Nicola Sbetti e Rudi Ghedini ne discutono con Simone Monari (la Repubblica) e Sergio Caserta (Associazione Il Manifesto in rete)

Mentre si sta svolgendo l’edizione russa della Coppa del Mondo di calcio, assume ancora più interesse ogni interpretazione dello sport come fenomeno politico. Singolare coincidenza, in queste ultime settimane due autori “bolognesi” hanno pubblicato opere assimilabili a questo punto di vista.

«Storia della Coppa del Mondo di calcio», di Riccardo Brizzi e Nicola Sbetti (Le Monnier 2018)

Sono descritti, in modo molto ben documentato, i contesti e gli effetti di quella che cominciò nel 1930 come Coppa Rimet. Tutti conoscono le strumentalizzazioni propagandistiche operate dai regimi di Mussolini e Videla. Meno noti sono i festeggiamenti in Iran per la qualificazione ai Mondiali 1998, che portarono migliaia di donne a scendere in piazza, violando convenzioni e divieti; oppure, l’appello effettuato da Didier Drogba a deporre le armi e organizzare libere elezioni, in una Costa d’Avorio lacerata dalla guerra civile, dopo la qualificazione della nazionale a Germania 2006. Ripercorrendo la storia dei Mondiali di calcio, Brizzi e Sbetti mostrano come da semplice evento sportivo, la Coppa abbia conquistato un crescente peso specifico sul terreno mediatico, economico e politico.

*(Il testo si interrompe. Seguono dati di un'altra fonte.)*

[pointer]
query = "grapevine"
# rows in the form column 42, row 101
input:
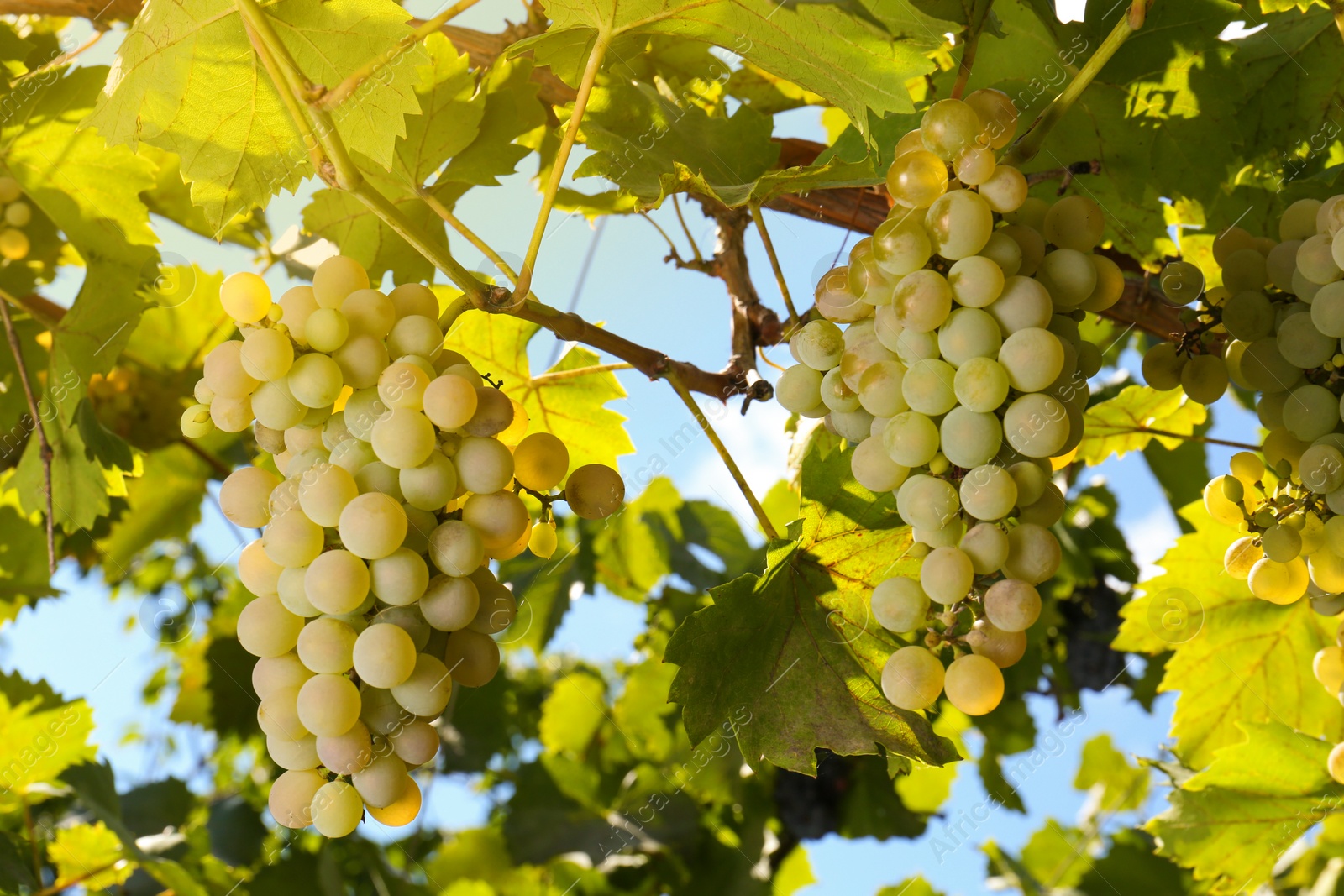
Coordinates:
column 391, row 473
column 958, row 375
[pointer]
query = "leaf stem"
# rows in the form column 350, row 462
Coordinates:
column 725, row 456
column 774, row 264
column 44, row 445
column 968, row 54
column 340, row 93
column 1030, row 143
column 562, row 156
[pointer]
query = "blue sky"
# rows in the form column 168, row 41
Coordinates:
column 91, row 647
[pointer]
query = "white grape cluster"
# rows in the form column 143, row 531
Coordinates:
column 958, row 374
column 13, row 217
column 401, row 479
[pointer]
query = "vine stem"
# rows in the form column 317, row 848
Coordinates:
column 562, row 156
column 725, row 456
column 44, row 445
column 1030, row 143
column 1206, row 439
column 774, row 264
column 340, row 93
column 968, row 53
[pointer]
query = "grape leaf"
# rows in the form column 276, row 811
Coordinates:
column 796, row 647
column 1236, row 658
column 1128, row 422
column 571, row 407
column 1233, row 821
column 188, row 81
column 822, row 49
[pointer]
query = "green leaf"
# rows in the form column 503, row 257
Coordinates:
column 1126, row 422
column 1122, row 786
column 1233, row 821
column 188, row 81
column 1236, row 658
column 571, row 407
column 790, row 651
column 822, row 49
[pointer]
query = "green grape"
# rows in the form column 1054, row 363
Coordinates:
column 911, row 679
column 922, row 301
column 1316, row 259
column 1012, row 605
column 484, row 465
column 988, row 492
column 266, row 627
column 1068, row 277
column 1074, row 222
column 1278, row 582
column 1034, row 553
column 1304, row 345
column 197, row 422
column 428, row 688
column 373, row 526
column 1025, row 302
column 967, row 333
column 879, row 389
column 1037, row 425
column 974, row 165
column 1005, row 190
column 917, row 179
column 976, row 281
column 874, row 469
column 949, row 127
column 315, row 380
column 245, row 296
column 1328, row 309
column 820, row 344
column 1205, row 378
column 1005, row 251
column 1281, row 543
column 981, row 385
column 900, row 246
column 336, row 278
column 974, row 684
column 998, row 114
column 1310, row 411
column 927, row 503
column 1032, row 244
column 900, row 605
column 1032, row 358
column 403, row 438
column 927, row 387
column 1267, row 369
column 958, row 223
column 1321, row 468
column 969, row 438
column 947, row 575
column 360, row 360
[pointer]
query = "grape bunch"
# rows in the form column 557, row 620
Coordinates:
column 17, row 214
column 958, row 374
column 396, row 472
column 1280, row 316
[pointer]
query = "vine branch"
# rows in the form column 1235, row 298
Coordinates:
column 44, row 445
column 725, row 456
column 562, row 156
column 1030, row 143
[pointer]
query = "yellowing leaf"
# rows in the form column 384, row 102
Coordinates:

«Rivincite», di Rudi Ghedini (PaginaUno 2018)

In una forma narrativa, collegando fra loro oltre 200 personaggi più o meno noti, l’autore focalizza l’attenzione sullo “sport che scrive la storia”. Mostra la varietà di motivazioni – politiche, religiose, sessuali, etiche – che hanno spinto sportivi (da Muhammad Alì a Gino Bartali, Pep Guardiola, Jurgen Sparwasser, Cathy Freeman, Alice Milliat, Jim Thorpe, Tommie Smith…) a prendere posizione, pagando alla coerenza un prezzo molto alto. Inoltre, Ghedini sollecita nel lettore il dubbio che qualcosa sia cambiato: un tempo era lo sport ad aver bisogno della politica, che lo usava per i suoi fini, oggi appare vero il contrario, è lo sport a imporre le proprie regole agli Stati, e dallo sport emergono personaggi in grado di proporsi come classe dirigente. Ultimo esempio, il nuovo presidente della Liberia, George Weah.

Nicola Sbetti è professore a contratto presso la Scuola di Scienze Politiche di Forlì; ha pubblicato anche «Giochi di potere. Olimpiadi e politica da Atene a Londra 1896-2012».

Rudi Ghedini lavora presso l’Agenzia regionale di Protezione civile; ha pubblicato, fra l’altro, «Semifinale», «Andrea Pazienza, i segni di una resa invincibile», «Nel buio di una nave».